Reversed and remanded.
The dissent’s reliance on Pratt is misplaced. The court’s ruling does not refer to the evidence to which the dissent alludes. Rather, the ruling says, “In this case, the trial court exercised its discretion to exclude documentary evidence of some of [the witness’s] prior convictions, because that evidence was cumulative of [his] own testimony regarding his criminal record. We find no abuse of discretion in that ruling.” 316 Or at 573. Here, the evidence, which the trial court excluded through its pretrial order, could not have been cumulative. It was the only evidence that defendant’s prior conviction was a felony.
ORS 811.175 provides that driving while suspended is a Class A infraction. The violation of ORS 811.182 is a Class C felony or a Class A misdemeanor, depending on the proscribed circumstances.
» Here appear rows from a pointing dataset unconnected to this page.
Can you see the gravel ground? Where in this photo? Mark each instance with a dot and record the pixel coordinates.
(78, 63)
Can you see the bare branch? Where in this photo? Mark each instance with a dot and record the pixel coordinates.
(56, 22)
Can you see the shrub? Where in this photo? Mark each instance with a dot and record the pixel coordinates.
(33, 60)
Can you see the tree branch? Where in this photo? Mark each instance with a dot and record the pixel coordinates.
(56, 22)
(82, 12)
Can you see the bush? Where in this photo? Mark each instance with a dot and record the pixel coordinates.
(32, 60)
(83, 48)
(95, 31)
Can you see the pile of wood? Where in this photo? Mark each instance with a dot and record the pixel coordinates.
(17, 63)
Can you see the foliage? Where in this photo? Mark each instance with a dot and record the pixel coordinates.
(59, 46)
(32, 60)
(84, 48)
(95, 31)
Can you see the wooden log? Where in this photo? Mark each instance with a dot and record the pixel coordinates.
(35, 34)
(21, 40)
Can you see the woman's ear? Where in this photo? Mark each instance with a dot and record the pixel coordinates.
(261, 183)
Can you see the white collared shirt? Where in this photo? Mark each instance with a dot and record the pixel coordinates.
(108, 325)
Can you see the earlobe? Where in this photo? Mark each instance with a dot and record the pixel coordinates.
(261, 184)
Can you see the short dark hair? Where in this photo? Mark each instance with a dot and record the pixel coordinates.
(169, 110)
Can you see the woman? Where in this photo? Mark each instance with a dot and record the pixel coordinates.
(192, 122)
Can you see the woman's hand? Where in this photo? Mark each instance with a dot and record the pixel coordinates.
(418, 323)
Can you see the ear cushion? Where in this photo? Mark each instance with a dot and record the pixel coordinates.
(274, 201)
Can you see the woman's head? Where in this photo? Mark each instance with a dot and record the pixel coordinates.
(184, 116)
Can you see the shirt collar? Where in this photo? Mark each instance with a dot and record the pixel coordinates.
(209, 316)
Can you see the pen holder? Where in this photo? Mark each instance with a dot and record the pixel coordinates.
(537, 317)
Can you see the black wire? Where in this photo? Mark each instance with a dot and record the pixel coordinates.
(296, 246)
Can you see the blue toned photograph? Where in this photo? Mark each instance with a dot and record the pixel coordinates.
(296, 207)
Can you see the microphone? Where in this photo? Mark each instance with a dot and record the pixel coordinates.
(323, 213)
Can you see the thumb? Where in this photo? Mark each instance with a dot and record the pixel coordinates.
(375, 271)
Subsection (3) of the statute provides:
“The crime is a Class C felony if the suspension or revocation results from any of the following:
“(a) Habitual offender status under ORS 809.640.
“(b) Any degree of murder, manslaughter, criminally negligent homicide or assault resulting from the operation of a motor vehicle.
“(d) Failure to perform the duties of a driver under ORS 811.705.
“(e) Reckless driving under ORS 811.140.
“(f) Fleeing or attempting to elude a police officer under ORS 811.540.
“(g) Driving while under the influence of intoxicants under ORS 813.010.
“(h) Use of a commercial motor vehicle in the commission of a crime punishable as a felony.”